Coloquei em pauta no Brasil o problema dos incentivos fiscais à cultura. Em 1972, apresentei o primeiro projeto a tratar do assunto. Minha inspiração vinha dos Estados Unidos, que, então, havia 20 anos, utilizavam esse instrumento. Renovei por quatro vezes essa proposição legislativa. Os governos não a aprovaram. O Ministério da Fazenda não a queria. Era coisa de poeta, a cultura não precisava disso. Era atividade de excêntricos e de nefelibatas. Incentivavam-se indústrias, reflorestamento, exportação, bois e vacas. Bilhões eram e são dados a essas áreas por meio da renúncia fiscal.
Foi preciso que eu chegasse à Presidência para transformar o projeto em lei. A tal Lei Sarney, que meu sucessor, por causa do nome, revogou em seu primeiro ato.
A lei tinha uma finalidade: separar os recursos orçamentários destinados à cultura e colocar a iniciativa privada na produção de bens culturais. Criar mercado rentável de artes, de literatura, de cinema, de teatro, de música e no setor editorial.
Depois, modificaram a lei e criaram uma coisa engessada, o mecenato de Estado! A burocracia tem sempre a sedução de monitorar, decidir, aprovar e interferir no processo da criação artística. O Ministério da Cultura é a Meca dos atribulados produtores culturais, e nunca foi possível fazer uma efetiva política cultural, nem para a cultura erudita nem para a cultura popular. Ressalvem-se os ministros. Não foram eles. Foi a política econômica que manteve a cultura à míngua de recursos, mendigando.

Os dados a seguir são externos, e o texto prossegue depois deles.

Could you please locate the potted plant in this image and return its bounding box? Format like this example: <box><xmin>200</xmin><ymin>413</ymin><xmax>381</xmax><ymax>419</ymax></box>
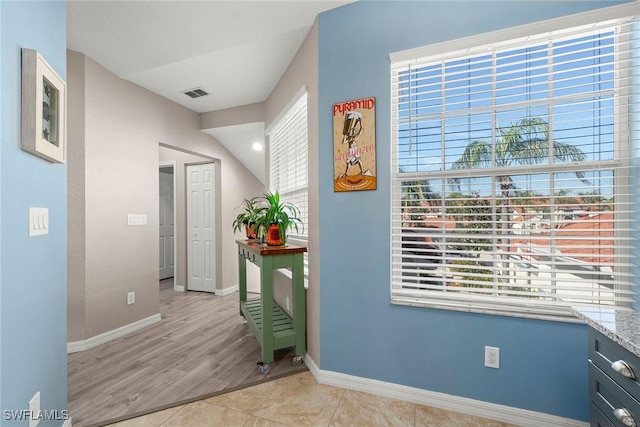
<box><xmin>233</xmin><ymin>197</ymin><xmax>266</xmax><ymax>239</ymax></box>
<box><xmin>258</xmin><ymin>191</ymin><xmax>303</xmax><ymax>246</ymax></box>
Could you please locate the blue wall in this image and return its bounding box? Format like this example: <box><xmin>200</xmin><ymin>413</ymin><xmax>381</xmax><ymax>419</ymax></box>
<box><xmin>0</xmin><ymin>1</ymin><xmax>67</xmax><ymax>427</ymax></box>
<box><xmin>318</xmin><ymin>1</ymin><xmax>628</xmax><ymax>420</ymax></box>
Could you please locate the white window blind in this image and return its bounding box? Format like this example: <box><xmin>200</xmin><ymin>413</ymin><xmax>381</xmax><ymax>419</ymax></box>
<box><xmin>391</xmin><ymin>10</ymin><xmax>638</xmax><ymax>320</ymax></box>
<box><xmin>268</xmin><ymin>93</ymin><xmax>309</xmax><ymax>256</ymax></box>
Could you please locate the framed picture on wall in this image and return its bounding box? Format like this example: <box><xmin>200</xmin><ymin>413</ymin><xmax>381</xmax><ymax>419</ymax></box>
<box><xmin>333</xmin><ymin>97</ymin><xmax>377</xmax><ymax>192</ymax></box>
<box><xmin>21</xmin><ymin>49</ymin><xmax>67</xmax><ymax>163</ymax></box>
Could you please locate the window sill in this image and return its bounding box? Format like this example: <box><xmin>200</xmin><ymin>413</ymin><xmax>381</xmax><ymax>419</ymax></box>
<box><xmin>391</xmin><ymin>297</ymin><xmax>584</xmax><ymax>323</ymax></box>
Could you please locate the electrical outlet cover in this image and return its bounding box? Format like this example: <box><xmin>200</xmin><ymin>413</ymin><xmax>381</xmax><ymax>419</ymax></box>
<box><xmin>484</xmin><ymin>346</ymin><xmax>500</xmax><ymax>369</ymax></box>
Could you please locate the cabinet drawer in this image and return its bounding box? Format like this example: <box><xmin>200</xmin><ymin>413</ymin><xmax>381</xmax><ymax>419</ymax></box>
<box><xmin>590</xmin><ymin>402</ymin><xmax>615</xmax><ymax>427</ymax></box>
<box><xmin>589</xmin><ymin>362</ymin><xmax>640</xmax><ymax>427</ymax></box>
<box><xmin>589</xmin><ymin>328</ymin><xmax>640</xmax><ymax>400</ymax></box>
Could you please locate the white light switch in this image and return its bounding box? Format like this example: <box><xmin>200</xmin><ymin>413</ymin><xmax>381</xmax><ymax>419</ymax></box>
<box><xmin>127</xmin><ymin>214</ymin><xmax>147</xmax><ymax>225</ymax></box>
<box><xmin>29</xmin><ymin>208</ymin><xmax>49</xmax><ymax>237</ymax></box>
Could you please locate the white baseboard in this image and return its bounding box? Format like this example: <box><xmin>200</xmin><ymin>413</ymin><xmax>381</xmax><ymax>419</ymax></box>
<box><xmin>304</xmin><ymin>355</ymin><xmax>589</xmax><ymax>427</ymax></box>
<box><xmin>67</xmin><ymin>313</ymin><xmax>162</xmax><ymax>353</ymax></box>
<box><xmin>216</xmin><ymin>285</ymin><xmax>239</xmax><ymax>297</ymax></box>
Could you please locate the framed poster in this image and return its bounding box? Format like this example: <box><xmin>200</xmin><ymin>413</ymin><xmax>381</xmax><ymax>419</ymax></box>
<box><xmin>333</xmin><ymin>97</ymin><xmax>376</xmax><ymax>192</ymax></box>
<box><xmin>21</xmin><ymin>49</ymin><xmax>67</xmax><ymax>163</ymax></box>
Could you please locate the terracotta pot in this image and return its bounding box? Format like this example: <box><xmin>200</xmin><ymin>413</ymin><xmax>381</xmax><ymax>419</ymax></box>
<box><xmin>244</xmin><ymin>224</ymin><xmax>257</xmax><ymax>240</ymax></box>
<box><xmin>267</xmin><ymin>224</ymin><xmax>282</xmax><ymax>246</ymax></box>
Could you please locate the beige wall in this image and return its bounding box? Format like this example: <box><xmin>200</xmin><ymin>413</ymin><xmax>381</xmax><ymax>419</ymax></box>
<box><xmin>67</xmin><ymin>51</ymin><xmax>86</xmax><ymax>341</ymax></box>
<box><xmin>68</xmin><ymin>52</ymin><xmax>262</xmax><ymax>341</ymax></box>
<box><xmin>265</xmin><ymin>22</ymin><xmax>320</xmax><ymax>365</ymax></box>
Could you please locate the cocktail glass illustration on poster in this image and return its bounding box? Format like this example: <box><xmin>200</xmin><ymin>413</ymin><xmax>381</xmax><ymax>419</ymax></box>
<box><xmin>333</xmin><ymin>97</ymin><xmax>376</xmax><ymax>192</ymax></box>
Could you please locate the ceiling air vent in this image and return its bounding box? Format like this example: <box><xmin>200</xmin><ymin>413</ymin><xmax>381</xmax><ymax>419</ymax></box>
<box><xmin>182</xmin><ymin>87</ymin><xmax>209</xmax><ymax>98</ymax></box>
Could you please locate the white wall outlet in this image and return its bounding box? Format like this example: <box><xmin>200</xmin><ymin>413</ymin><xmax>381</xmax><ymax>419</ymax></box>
<box><xmin>29</xmin><ymin>392</ymin><xmax>40</xmax><ymax>427</ymax></box>
<box><xmin>484</xmin><ymin>346</ymin><xmax>500</xmax><ymax>369</ymax></box>
<box><xmin>29</xmin><ymin>208</ymin><xmax>49</xmax><ymax>237</ymax></box>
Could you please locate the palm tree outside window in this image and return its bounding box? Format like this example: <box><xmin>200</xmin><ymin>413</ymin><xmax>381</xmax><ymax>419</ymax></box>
<box><xmin>391</xmin><ymin>11</ymin><xmax>635</xmax><ymax>319</ymax></box>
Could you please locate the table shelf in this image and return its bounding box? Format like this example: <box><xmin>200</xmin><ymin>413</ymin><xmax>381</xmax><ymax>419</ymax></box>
<box><xmin>236</xmin><ymin>240</ymin><xmax>307</xmax><ymax>364</ymax></box>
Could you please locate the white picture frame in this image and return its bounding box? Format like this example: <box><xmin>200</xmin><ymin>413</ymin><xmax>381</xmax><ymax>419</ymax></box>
<box><xmin>21</xmin><ymin>48</ymin><xmax>67</xmax><ymax>163</ymax></box>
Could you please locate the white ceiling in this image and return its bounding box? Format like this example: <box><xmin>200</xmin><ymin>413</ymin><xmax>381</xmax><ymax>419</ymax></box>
<box><xmin>67</xmin><ymin>0</ymin><xmax>353</xmax><ymax>182</ymax></box>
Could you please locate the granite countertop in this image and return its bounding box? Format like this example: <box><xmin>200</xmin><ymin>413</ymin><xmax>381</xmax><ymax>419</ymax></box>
<box><xmin>572</xmin><ymin>307</ymin><xmax>640</xmax><ymax>357</ymax></box>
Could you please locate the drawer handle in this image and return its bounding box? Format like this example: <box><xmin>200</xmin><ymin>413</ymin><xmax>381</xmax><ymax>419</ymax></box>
<box><xmin>613</xmin><ymin>408</ymin><xmax>636</xmax><ymax>427</ymax></box>
<box><xmin>611</xmin><ymin>360</ymin><xmax>636</xmax><ymax>380</ymax></box>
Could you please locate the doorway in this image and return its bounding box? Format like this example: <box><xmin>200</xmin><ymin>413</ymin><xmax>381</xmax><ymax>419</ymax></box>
<box><xmin>158</xmin><ymin>162</ymin><xmax>176</xmax><ymax>280</ymax></box>
<box><xmin>186</xmin><ymin>162</ymin><xmax>216</xmax><ymax>293</ymax></box>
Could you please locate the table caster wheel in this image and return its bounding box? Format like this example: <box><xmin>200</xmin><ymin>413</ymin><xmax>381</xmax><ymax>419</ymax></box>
<box><xmin>258</xmin><ymin>362</ymin><xmax>270</xmax><ymax>375</ymax></box>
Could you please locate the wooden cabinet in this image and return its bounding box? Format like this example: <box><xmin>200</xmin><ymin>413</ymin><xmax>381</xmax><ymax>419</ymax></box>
<box><xmin>236</xmin><ymin>240</ymin><xmax>307</xmax><ymax>373</ymax></box>
<box><xmin>589</xmin><ymin>327</ymin><xmax>640</xmax><ymax>427</ymax></box>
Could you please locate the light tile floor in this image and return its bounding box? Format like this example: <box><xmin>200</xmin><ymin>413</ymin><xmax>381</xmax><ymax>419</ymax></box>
<box><xmin>110</xmin><ymin>372</ymin><xmax>512</xmax><ymax>427</ymax></box>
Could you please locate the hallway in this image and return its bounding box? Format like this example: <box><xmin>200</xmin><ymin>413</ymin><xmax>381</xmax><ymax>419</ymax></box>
<box><xmin>68</xmin><ymin>279</ymin><xmax>307</xmax><ymax>427</ymax></box>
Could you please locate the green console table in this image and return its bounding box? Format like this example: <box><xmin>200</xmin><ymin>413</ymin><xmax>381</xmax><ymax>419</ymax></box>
<box><xmin>236</xmin><ymin>240</ymin><xmax>307</xmax><ymax>374</ymax></box>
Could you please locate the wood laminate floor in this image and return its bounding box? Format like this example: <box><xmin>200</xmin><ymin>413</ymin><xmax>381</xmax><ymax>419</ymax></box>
<box><xmin>68</xmin><ymin>279</ymin><xmax>307</xmax><ymax>427</ymax></box>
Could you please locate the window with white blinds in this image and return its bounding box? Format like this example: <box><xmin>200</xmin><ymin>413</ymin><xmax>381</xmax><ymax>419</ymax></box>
<box><xmin>268</xmin><ymin>93</ymin><xmax>309</xmax><ymax>260</ymax></box>
<box><xmin>391</xmin><ymin>10</ymin><xmax>638</xmax><ymax>320</ymax></box>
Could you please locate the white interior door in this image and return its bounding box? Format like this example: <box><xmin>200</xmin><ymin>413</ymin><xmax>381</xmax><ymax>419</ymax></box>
<box><xmin>187</xmin><ymin>163</ymin><xmax>216</xmax><ymax>292</ymax></box>
<box><xmin>158</xmin><ymin>168</ymin><xmax>175</xmax><ymax>280</ymax></box>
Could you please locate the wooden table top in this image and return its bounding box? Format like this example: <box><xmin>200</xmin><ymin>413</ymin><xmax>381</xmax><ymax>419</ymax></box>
<box><xmin>236</xmin><ymin>239</ymin><xmax>307</xmax><ymax>256</ymax></box>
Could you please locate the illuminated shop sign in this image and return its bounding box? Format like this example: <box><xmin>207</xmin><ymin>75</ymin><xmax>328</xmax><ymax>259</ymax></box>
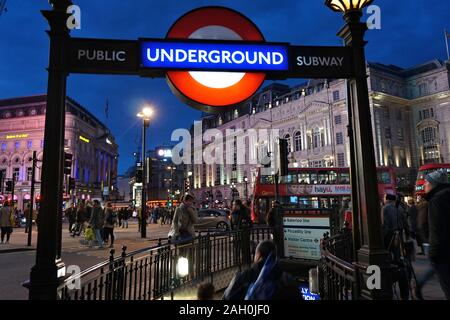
<box><xmin>141</xmin><ymin>41</ymin><xmax>289</xmax><ymax>71</ymax></box>
<box><xmin>158</xmin><ymin>149</ymin><xmax>172</xmax><ymax>158</ymax></box>
<box><xmin>6</xmin><ymin>133</ymin><xmax>29</xmax><ymax>139</ymax></box>
<box><xmin>80</xmin><ymin>136</ymin><xmax>91</xmax><ymax>143</ymax></box>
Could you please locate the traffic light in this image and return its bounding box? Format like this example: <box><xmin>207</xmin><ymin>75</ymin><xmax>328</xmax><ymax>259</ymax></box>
<box><xmin>64</xmin><ymin>152</ymin><xmax>73</xmax><ymax>175</ymax></box>
<box><xmin>277</xmin><ymin>139</ymin><xmax>289</xmax><ymax>176</ymax></box>
<box><xmin>136</xmin><ymin>169</ymin><xmax>142</xmax><ymax>183</ymax></box>
<box><xmin>6</xmin><ymin>181</ymin><xmax>14</xmax><ymax>192</ymax></box>
<box><xmin>69</xmin><ymin>178</ymin><xmax>75</xmax><ymax>191</ymax></box>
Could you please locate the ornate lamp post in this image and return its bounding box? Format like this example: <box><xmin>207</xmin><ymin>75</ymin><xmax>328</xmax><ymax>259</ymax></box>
<box><xmin>26</xmin><ymin>0</ymin><xmax>72</xmax><ymax>300</ymax></box>
<box><xmin>137</xmin><ymin>107</ymin><xmax>153</xmax><ymax>238</ymax></box>
<box><xmin>325</xmin><ymin>0</ymin><xmax>392</xmax><ymax>299</ymax></box>
<box><xmin>244</xmin><ymin>177</ymin><xmax>248</xmax><ymax>201</ymax></box>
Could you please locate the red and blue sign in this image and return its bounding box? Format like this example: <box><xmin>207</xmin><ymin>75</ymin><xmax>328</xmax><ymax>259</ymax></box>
<box><xmin>141</xmin><ymin>40</ymin><xmax>289</xmax><ymax>71</ymax></box>
<box><xmin>161</xmin><ymin>7</ymin><xmax>266</xmax><ymax>112</ymax></box>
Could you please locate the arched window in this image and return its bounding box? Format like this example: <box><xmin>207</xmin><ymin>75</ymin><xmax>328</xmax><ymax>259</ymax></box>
<box><xmin>294</xmin><ymin>131</ymin><xmax>302</xmax><ymax>151</ymax></box>
<box><xmin>284</xmin><ymin>134</ymin><xmax>292</xmax><ymax>152</ymax></box>
<box><xmin>312</xmin><ymin>128</ymin><xmax>321</xmax><ymax>148</ymax></box>
<box><xmin>422</xmin><ymin>127</ymin><xmax>436</xmax><ymax>144</ymax></box>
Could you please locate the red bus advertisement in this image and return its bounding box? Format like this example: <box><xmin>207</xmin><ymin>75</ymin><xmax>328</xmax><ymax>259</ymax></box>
<box><xmin>252</xmin><ymin>167</ymin><xmax>396</xmax><ymax>223</ymax></box>
<box><xmin>415</xmin><ymin>163</ymin><xmax>450</xmax><ymax>197</ymax></box>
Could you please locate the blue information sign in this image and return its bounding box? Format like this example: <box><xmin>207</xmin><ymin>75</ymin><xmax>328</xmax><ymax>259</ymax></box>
<box><xmin>141</xmin><ymin>40</ymin><xmax>289</xmax><ymax>72</ymax></box>
<box><xmin>299</xmin><ymin>286</ymin><xmax>320</xmax><ymax>300</ymax></box>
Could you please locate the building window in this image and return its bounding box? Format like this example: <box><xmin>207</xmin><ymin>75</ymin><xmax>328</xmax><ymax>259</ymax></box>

Explorou-se o único filão que restou: os incentivos, que, destinados à atividade privada, passaram a suprir a falta de recursos públicos. Vieram a promiscuidade e as distorções entre incentivos e verbas para uma política cultural, de responsabilidade do Estado.
Jack Lang, ministro de Cultura da França, disse a Celso Furtado, ministro da Cultura do Brasil no meu tempo: "Nós queríamos na França ter uma lei como a de vocês".
Um gesto de vingança pôs fim nela.
Agora, Gil, com seu talento e criatividade, está rediscutindo o assunto.
Realmente, os incentivos das companhias estatais não são privados, mas públicos. Por que não recolhê-los ao Fundo de Cultura, dando a este recursos que ele não tem? Por que não proibir que grandes grupos usem incentivos em benefício de projetos próprios? Corrigindo as distorções, deixemos a iniciativa privada produzir bens culturais incentivados em liberdade.
Vamos ver se as águas voltam a seu leito.


José Sarney escreve às sextas-feiras nesta coluna.